Monday, February 29, 2016

Artist Paul Corio and spy/detective fiction.

New York's McKenzie Fine Art Gallery notes in information on Ghostzapper, its new exhibition of Paul Corio works, that the artist titles some of his paintings after spy and detective fiction. Could Moscow Rules be inspired by Daniel Silva's novel? The exhibition is on view until March 13.

Saturday, February 27, 2016

New Haven Register on tombstone effort for AEF pianist Helen Hagan.

Helen Hagan in
YMCA uniform,
ca. 1919
I'm quoted in today's New Haven Register piece on the campaign to fund a tombstone for pioneering black pianist-composer Helen Hagan, who played for more than 100,000 black troops of the AEF in France.

Update, 3/27/16. See also Yale Daily News piece of March 11 on the Hagan and the grave marker effort.

The grave marker campaign has surpassed its fund-raising goal, taking in a total of $1605. Thanks to all who so generously contributed.

Wednesday, February 24, 2016

Fund a tombstone for black composer-pianist Helen Hagan, "the darling of the doughboys."

Hagan in YMCA
uniform, ca. 1919
After posting on my American Women in World War I blog about pioneering black composer-pianist Helen Hagan (1891–1964; Yale 1912; only black performing artist sent to WWI France), I was stunned to learn that she lies in an unmarked grave in New Haven's Evergreen Cemetery. Please join me in the effort to obtain a grave marker that recognizes her achievements, and spread the word.

Listen to Hagan's sole surviving composition, Concerto in C Minor

Learn more about Hagan and read her letter to W. E. B. Du Bois

Update, 3/27/16. The grave marker campaign has surpassed its fund-raising goal, taking in a total of $1605. Thanks to all who so generously contributed.

Tuesday, February 23, 2016

Mr. Arkadin (aka Confidential Report, 1955).

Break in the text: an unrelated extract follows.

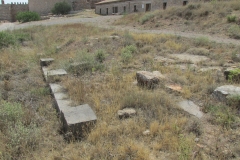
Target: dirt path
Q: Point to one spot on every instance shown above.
(106, 22)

Orson Welles in Amsterdam,
1952. Photo by Harry Pot.
Anefo, Dutch Nat Archives
Starring, written, and directed by Orson Welles, Mr. Arkadin features a confidence man looking into the shrouded past of a millionaire, as key witnesses are bumped off. The film costars Michael Redgrave, Patricia Medina, and Mischa Auer. It has a somewhat torturous history, with incarnations that include radio plays, deleted scenes, and a European version called Confidential Report.

Monday, February 22, 2016

British Library event on Eric Ambler, May 6.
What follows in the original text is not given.